昌平vs栄北
好投手、左腕廣橋(昌平)
夏の経験
この試合、昌平の好投手、左腕廣橋に対し新生・栄北打線がどれほどのものなのかに注目が集まったが、序盤はどちらかといえば栄北のペースで進む。廣橋の立ち上がりを攻め、初回に大久保がライトオーバーの3塁打、2回にも乙坂にレフトオーバーの2塁打が飛び出すなどチャンスを作るが後続が凡退し得点を奪えない。そうこうしているうちに先制点が昌平に入る。
「8番打者にカウント2-2から緩い変化球でボールボールって。あれからですからね。他にもあったけどこれでは野球にならない」
と試合後栄北・佐久間監督も嘆いたが、3回裏、この回先頭の8番・上野がフォアボールで出塁すると、続く虻川が送り1死2塁とする。ここで1番・岩立の当たりショートゴロとなるがこれをショート金子が後逸し昌平が1点を先制する(記録はヒット)。さらに2死後、3番・山村に左中間へタイムリー3塁打が飛び出しこの回昌平が2点を先制する。

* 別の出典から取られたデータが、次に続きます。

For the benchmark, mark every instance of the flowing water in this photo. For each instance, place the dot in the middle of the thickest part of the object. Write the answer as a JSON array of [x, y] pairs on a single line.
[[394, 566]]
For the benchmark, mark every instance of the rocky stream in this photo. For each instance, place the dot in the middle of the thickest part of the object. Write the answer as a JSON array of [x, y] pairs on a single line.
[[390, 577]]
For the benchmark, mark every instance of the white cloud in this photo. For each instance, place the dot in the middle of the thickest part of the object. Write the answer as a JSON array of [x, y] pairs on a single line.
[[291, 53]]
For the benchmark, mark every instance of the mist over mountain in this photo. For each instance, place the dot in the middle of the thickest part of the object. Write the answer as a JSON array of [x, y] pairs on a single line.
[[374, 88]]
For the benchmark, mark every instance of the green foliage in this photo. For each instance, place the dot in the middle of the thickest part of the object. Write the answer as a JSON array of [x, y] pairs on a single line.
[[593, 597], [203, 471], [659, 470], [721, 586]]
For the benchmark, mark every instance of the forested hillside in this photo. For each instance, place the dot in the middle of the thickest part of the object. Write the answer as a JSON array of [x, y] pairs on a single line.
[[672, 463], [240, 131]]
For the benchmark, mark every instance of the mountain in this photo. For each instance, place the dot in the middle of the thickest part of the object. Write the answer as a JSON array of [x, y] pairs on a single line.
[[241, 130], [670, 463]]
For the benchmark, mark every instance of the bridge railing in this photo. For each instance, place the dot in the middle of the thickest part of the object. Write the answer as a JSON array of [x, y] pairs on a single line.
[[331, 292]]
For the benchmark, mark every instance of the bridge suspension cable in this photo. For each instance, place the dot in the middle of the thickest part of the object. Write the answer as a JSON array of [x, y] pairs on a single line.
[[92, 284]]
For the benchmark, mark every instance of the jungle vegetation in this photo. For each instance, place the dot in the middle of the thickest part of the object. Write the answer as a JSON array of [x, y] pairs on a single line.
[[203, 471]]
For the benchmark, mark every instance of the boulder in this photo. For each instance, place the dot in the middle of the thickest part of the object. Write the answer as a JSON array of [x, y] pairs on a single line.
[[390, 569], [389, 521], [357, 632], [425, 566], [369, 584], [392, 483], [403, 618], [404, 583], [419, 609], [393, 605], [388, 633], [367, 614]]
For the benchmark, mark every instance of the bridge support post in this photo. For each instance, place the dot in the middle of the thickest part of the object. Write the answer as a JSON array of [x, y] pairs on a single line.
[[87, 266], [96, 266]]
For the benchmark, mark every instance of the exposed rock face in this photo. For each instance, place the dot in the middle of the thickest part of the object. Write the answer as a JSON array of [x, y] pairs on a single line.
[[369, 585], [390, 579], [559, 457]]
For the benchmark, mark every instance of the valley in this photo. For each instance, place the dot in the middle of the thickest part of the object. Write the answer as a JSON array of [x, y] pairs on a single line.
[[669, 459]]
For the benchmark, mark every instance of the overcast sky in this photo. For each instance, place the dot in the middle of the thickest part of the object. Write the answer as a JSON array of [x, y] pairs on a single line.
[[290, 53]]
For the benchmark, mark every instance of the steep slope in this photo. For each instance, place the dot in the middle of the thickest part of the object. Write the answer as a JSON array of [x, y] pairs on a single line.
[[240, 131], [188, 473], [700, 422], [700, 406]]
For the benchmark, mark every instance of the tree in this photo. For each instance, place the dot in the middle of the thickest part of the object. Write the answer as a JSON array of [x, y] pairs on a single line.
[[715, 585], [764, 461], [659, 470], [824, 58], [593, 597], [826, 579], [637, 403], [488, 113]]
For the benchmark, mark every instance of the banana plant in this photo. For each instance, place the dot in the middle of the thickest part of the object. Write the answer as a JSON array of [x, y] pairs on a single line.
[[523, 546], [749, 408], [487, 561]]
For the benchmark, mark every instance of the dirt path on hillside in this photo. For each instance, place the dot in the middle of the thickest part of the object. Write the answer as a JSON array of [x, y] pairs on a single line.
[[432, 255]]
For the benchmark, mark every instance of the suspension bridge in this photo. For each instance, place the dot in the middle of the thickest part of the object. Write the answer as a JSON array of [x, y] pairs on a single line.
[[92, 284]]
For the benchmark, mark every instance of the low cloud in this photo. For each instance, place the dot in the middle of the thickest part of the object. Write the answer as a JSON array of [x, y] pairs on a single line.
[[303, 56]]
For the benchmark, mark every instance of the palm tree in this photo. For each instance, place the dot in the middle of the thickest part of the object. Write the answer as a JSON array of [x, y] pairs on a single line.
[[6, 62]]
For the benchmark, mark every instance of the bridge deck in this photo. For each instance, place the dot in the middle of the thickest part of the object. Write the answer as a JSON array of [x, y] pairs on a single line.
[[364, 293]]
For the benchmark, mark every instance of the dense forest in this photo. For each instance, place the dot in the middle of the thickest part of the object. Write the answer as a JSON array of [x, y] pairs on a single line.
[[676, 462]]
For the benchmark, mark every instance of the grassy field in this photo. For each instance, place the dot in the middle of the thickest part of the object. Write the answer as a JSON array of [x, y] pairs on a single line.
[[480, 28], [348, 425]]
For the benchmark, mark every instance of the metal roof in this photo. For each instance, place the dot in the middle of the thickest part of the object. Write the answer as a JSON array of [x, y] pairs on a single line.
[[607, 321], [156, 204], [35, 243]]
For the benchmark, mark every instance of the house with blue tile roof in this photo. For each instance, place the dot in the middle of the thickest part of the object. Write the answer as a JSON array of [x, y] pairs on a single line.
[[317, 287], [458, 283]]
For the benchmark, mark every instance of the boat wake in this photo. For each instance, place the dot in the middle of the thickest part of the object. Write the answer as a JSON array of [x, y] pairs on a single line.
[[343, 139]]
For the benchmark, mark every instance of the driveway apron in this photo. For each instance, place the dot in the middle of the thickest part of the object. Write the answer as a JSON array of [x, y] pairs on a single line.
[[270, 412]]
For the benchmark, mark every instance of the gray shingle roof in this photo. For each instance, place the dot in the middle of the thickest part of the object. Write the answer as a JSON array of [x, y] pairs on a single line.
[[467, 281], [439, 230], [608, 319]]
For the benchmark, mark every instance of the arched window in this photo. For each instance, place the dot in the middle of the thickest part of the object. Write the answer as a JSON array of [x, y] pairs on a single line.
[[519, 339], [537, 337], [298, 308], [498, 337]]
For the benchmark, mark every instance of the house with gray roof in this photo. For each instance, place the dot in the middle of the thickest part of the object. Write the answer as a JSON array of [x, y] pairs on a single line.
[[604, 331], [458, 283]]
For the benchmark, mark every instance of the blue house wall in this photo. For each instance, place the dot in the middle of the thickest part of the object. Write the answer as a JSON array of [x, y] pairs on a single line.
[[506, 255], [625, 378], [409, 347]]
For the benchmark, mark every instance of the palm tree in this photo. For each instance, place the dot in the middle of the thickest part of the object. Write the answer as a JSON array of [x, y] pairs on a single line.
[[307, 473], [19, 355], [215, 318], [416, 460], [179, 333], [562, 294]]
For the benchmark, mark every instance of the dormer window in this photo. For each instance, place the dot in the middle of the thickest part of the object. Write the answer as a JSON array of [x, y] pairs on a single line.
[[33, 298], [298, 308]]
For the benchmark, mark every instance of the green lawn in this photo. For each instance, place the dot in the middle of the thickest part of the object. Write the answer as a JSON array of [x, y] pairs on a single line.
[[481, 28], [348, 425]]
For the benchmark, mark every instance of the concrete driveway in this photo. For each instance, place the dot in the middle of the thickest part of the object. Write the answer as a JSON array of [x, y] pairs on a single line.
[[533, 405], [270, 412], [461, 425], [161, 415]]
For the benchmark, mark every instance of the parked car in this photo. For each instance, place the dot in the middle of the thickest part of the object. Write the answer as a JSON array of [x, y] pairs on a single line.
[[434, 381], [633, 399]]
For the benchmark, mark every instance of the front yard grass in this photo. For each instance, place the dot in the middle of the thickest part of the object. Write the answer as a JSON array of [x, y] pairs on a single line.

その後、廣橋が単発でヒットは打たれるが要所を抑えると、5回裏には2死ランナーなしから黒澤、山村、正木の3連打でさらに2点を追加する。
さらに、7回にはやや集中力を切らした栄北のエース細野がフォアボールを連発したこともあり、最後は虻川のセンター前タイムリーで7-0としコールドで試合を終えた。終わってみれば昌平が栄北を大差で退けた形となった。
エース細野(栄北)
昌平は今年の夏をほぼ1,2年生で戦ったが、その選手達の夏の経験がそのまま財産となっている。
「細野君はいいピッチャーでした。インコースも強気に攻めてくるし、スライダーも良かった。ただうちは、私が言わなくてもこういうタイプのピッチャーに対してどう攻めるべきか選手達で対策を立てられる」
と昌平・塚本監督も目を細めるが、監督が言わずとも主将を中心に選手達である程度どうすべきか考えてプレーできるのが大きい。そして、さらにマウンドには1年生の夏から登板経験のあるエース廣橋がいる。さらに新人戦の対春日部共栄戦での勝利に貢献した山崎もいる。今秋の昌平は上位進出を十分に狙える布陣が整ったと言えるであろう。
一方の栄北だが二瓶、金井塚、岩澤といった強打の中心選手達がごっそりと抜けたこともあり、素材として良い選手はいるものの、現状ではチームとしての完成度の低さ、経験不足は否めない。これは、佐久間監督も認めるところであり、
「廣橋君に対しインサイドのストレートを狙えと伝えた。スライダーは半分以上がボールになるので。だがそれでも指示を徹底できないのが今のうちの力。この負けで選手達も目の色を変えるでしょう」
と現時点でのこの敗戦をある程度覚悟していたようだ。ここは、今夏のメンバーでもある大久保、岸山、乙坂を中心に打線の奮起に期待したい。打ち勝つ栄北の再現なるか?